Когда звонок закончен, его контроль исчезает. Он отбрасывает все в сторону и полностью сосредотачивается на мне. Моя голова запрокидывается, и я кричу от наслаждения, когда он рычит и изливается в меня.
Я тону в блаженстве, не замечая ничего, кроме его горячего тела, прижатого к моему, потока экстаза в моих конечностях, горячей спермы внутри. Я кончаю снова, второй оргазм настигает меня сразу после первого, кричу, пока голос не садится. Обмякаю в его объятиях, мокрая и совершенно бессильная. Я не могу пошевелиться. Даже если бы за моей спиной были адские гончие псы, я бы рухнула перед ними.
Наше дыхание тяжелое, сердца бьются в унисон. Он обнимает меня. Меня удивляет, как он еще стоит.
— Думала, у тебя есть вопросы ко мне, — поддразниваю я, с закрытыми глазами и улыбкой на губах. — Думала, ты собираешься допросить меня своим членом.
— Это ты околдовала меня, — хрипло шепчет он мне на ухо. — Есть что сказать?
Замолкаю. Я знаю, что хочу сказать, но слишком рано.
Не так ли?
Я люблю тебя, Лев Романов.
Я не могу дышать, когда тебя нет рядом.
Ты заставляешь меня сгорать от желания.
Я люблю тебя.
Я прижимаюсь к его груди, чувствуя быстрое биение его сердца.

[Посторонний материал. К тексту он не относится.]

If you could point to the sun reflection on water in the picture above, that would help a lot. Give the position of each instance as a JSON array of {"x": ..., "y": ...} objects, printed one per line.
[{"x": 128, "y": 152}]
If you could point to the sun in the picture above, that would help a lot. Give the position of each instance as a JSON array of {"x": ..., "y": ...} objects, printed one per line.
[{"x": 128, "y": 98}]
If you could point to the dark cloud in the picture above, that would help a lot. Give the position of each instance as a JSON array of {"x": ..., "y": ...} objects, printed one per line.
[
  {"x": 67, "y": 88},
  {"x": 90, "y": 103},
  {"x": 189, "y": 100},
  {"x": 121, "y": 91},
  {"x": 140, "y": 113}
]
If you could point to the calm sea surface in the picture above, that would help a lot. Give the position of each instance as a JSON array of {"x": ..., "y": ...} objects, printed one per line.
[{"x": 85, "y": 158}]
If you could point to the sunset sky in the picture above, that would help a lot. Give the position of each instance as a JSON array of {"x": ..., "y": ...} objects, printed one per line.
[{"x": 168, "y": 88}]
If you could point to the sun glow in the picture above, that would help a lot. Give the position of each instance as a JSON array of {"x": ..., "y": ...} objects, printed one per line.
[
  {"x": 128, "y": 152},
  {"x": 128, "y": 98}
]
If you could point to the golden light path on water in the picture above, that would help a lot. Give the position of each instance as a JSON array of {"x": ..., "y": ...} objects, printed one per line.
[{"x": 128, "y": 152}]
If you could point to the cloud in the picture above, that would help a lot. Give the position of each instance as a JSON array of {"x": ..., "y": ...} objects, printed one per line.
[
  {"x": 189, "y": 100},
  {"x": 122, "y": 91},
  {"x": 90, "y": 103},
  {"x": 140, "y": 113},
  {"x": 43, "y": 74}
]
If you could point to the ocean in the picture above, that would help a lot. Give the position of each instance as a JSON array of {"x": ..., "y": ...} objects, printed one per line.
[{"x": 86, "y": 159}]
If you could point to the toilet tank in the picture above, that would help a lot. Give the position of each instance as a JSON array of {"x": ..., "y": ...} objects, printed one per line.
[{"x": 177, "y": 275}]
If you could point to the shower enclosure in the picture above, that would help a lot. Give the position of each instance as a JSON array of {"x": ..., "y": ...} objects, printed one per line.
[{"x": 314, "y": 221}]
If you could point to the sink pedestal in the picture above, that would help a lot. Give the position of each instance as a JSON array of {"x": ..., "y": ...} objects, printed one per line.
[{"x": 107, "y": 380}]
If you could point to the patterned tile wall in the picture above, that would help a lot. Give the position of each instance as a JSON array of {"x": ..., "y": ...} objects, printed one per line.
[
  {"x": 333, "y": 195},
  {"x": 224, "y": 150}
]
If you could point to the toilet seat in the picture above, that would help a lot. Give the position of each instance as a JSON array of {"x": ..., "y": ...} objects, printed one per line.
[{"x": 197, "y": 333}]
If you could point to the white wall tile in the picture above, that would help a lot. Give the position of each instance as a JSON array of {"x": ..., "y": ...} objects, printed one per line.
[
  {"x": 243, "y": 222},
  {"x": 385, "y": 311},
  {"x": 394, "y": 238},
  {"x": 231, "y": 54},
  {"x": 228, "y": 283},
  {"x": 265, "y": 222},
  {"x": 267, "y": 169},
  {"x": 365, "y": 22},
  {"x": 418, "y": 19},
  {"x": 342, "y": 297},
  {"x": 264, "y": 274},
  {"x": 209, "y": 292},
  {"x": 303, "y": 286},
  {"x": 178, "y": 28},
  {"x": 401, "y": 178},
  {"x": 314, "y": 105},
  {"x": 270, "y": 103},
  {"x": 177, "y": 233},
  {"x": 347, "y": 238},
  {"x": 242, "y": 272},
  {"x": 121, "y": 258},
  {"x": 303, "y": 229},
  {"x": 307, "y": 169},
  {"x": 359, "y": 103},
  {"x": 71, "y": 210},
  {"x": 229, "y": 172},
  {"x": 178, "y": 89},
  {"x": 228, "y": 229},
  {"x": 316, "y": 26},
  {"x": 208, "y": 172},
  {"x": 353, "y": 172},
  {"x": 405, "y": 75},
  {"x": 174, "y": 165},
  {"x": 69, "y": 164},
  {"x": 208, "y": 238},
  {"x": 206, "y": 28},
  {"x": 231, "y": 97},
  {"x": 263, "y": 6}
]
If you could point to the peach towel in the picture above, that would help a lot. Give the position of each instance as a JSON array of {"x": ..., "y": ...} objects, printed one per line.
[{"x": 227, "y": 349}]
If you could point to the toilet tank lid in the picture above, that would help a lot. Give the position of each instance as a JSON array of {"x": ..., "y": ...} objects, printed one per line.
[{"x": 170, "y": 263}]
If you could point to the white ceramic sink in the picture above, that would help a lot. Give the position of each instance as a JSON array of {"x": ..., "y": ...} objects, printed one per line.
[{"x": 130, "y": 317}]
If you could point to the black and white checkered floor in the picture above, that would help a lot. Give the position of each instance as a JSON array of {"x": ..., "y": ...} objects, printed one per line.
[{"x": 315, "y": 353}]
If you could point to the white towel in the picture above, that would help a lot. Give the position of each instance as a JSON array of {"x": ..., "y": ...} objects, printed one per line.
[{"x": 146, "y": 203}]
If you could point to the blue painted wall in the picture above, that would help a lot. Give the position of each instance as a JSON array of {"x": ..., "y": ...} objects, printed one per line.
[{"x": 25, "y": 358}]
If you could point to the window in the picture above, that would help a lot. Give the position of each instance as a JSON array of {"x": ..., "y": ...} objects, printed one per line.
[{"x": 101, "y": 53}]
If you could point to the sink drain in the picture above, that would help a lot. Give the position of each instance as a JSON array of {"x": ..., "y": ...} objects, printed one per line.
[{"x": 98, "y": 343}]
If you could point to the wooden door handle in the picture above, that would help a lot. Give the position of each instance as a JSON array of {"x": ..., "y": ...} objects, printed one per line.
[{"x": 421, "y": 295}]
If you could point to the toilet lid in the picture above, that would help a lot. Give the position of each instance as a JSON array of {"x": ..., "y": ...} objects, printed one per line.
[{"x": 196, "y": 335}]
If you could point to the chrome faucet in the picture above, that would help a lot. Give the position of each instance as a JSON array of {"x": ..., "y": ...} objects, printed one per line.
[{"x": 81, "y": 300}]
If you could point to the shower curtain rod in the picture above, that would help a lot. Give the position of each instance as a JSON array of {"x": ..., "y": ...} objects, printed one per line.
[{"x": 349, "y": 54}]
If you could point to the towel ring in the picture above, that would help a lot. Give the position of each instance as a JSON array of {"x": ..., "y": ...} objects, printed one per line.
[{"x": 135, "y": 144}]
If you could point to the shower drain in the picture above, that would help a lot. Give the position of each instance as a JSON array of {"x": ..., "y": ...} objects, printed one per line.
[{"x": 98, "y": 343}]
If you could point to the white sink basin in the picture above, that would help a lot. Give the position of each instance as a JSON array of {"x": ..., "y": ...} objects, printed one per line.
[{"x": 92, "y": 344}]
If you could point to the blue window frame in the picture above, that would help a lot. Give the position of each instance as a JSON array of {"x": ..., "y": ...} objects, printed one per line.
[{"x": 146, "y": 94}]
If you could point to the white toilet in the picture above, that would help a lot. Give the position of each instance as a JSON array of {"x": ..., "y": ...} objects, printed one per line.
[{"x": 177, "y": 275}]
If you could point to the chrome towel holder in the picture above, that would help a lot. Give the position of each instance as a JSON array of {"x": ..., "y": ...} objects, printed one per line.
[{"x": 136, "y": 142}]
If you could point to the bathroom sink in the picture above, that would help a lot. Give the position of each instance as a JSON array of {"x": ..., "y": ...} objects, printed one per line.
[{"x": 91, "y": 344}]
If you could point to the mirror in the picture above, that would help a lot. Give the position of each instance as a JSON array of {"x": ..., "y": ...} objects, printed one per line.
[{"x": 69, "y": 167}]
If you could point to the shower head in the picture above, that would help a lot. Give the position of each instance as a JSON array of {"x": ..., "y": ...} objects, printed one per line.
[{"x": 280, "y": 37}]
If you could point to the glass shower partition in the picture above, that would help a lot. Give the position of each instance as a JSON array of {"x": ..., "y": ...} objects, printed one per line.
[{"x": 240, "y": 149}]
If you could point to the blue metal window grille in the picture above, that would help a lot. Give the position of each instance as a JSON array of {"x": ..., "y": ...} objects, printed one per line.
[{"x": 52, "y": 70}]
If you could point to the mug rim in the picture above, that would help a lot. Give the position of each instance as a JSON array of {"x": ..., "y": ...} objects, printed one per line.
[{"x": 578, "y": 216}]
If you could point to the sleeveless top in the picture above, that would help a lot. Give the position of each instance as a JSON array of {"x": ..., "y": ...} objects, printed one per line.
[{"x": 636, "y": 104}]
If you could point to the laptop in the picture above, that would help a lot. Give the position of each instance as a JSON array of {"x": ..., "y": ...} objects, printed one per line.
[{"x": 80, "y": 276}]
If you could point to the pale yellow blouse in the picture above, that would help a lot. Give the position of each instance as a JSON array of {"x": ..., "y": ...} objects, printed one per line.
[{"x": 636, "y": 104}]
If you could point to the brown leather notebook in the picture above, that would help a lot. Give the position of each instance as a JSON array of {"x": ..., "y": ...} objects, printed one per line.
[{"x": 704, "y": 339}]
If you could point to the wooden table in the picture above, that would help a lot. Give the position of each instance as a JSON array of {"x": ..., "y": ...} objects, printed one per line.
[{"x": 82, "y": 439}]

— Нет, — шепчу я. — У тебя есть что спросить?
Он вздыхает.
— Нет. Я не хочу потерять тебя, Изабелла.
— У нас все получится.
Он кивает, лениво проводя пальцами по моим спутанным волосам.
— Мне нужно идти. Этот звонок был важным. Мне нужно встретиться с одним из моих людей.
— Хавьер? — спрашиваю я.
— Да.
Я сглатываю.
— Я могу поехать с тобой?
Он качает головой, прижимая меня к груди.
— Хотел бы я, но нет. Сейчас тебе безопаснее оставаться здесь.
На данный момент.
Я не хочу, чтобы он уходил.
Не могу объяснить, но мне кажется, что если я позволю ему выйти за эту дверь… он никогда не вернется.